Em empresas maiores, existem equipes de segurança dedicadas a identificar e corrigir vulnerabilidades. Ainda assim, todo desenvolvedor deve ter, no mínimo, um conhecimento básico em segurança no desenvolvimento.
O OWASP Top 10 representa esse nível básico de conhecimento. Aplicar seus princípios ajuda a prevenir grande parte das falhas mais comuns em aplicações.
OWASP Top 10
O OWASP Top 10 é uma lista que apresenta as 10 vulnerabilidades mais comuns e críticas em aplicações web. A versão mais recente é de 2021, e inclui:
- Quebra de controle de acesso
- Falhas criptográficas
- Injeção
- Design inseguro
- Configuração insegura
- Componentes desatualizados e vulneráveis
- Falhas de identificação e autenticação
- Falhas de integridade de dados e software
- Falhas em monitoramento e registro de segurança
- Falsificação de solicitação do lado do servidor (SSRF)
Aviso
Não será abordado aqui como corrigir essas vulnerabilidades, pois cada caso é diferente. Não existe uma solução única que funcione para todos os ambientes, linguagens, frameworks ou sistemas operacionais. O objetivo é apenas identificar vulnerabilidades e apresentar exemplos ilustrativos de cada uma.
1) Quebra de controle de acesso
Explicação: Essa vulnerabilidade ocorre quando um usuário consegue acessar recursos ou funcionalidades que deveriam estar restritos a ele, quando o ocorre uma falha na identificação do usuário. Isso pode permitir, por exemplo, acessar funcionalidades administrativas, alterar configurações do sistema, visualizar ou modificar dados de outros usuários e até deletar informações críticas.
Caso grande: Em 2021, o Facebook anúncio que dados de 553 milhões de usuários foram vazados. Foram vazados: Identidades do Facebook, Nome completo, Data de nascimento, localização e email, até o titio Zuck teve seu número vazado. Os atacantes exploraram uma funcionalidade que ajudava o usuário a encontrar seus amigos no Facebook, que não verificava corretamente se o usuário tinha permissão para acessar aquelas informações.

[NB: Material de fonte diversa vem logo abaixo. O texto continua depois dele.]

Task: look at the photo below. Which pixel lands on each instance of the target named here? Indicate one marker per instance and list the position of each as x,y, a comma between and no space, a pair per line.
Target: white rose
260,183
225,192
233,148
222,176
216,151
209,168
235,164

Outro exemplo ocorreu em 2014, quando um garoto de 5 anos descobriu uma falha no Xbox One. Ao tentar acessar a conta do pai, ele percebeu que, após digitar a senha incorretamente e avançar para a tela de verificação, bastava preencher o campo de senha apenas com espaços para conseguir acessar o perfil normalmente. Não há fontes oficiais detalhando os aspectos técnicos, mas em discussões online sugere-se que o problema provavelmente surgiu porque o framework responsável pelo login transformava a sequência de espaços (’ ’) em uma string vazia (”). Em seguida, um bug no sistema interpretava essa string vazia como uma senha válida, permitindo o acesso indevido à conta.
2) Falhas criptográficas
Explicação: Essa vulnerabilidade ocorre quando há alguma falha na implementação ou utilização da criptografia, podendo envolver algoritmos obsoletos, senhas fracas ou o armazenamento inadequado de chaves e senhas. Tais falhas podem permitir que um atacante consiga reverter dados criptografados para o seu formato original (texto em claro).
A criptografia pode ser aplicada de duas formas: Criptografia em repouso, quando os dados estão armazenados, por exemplo, em bancos de dados. Criptografia em trânsito, quando os dados estão sendo transmitidos entre sistemas ou dispositivos.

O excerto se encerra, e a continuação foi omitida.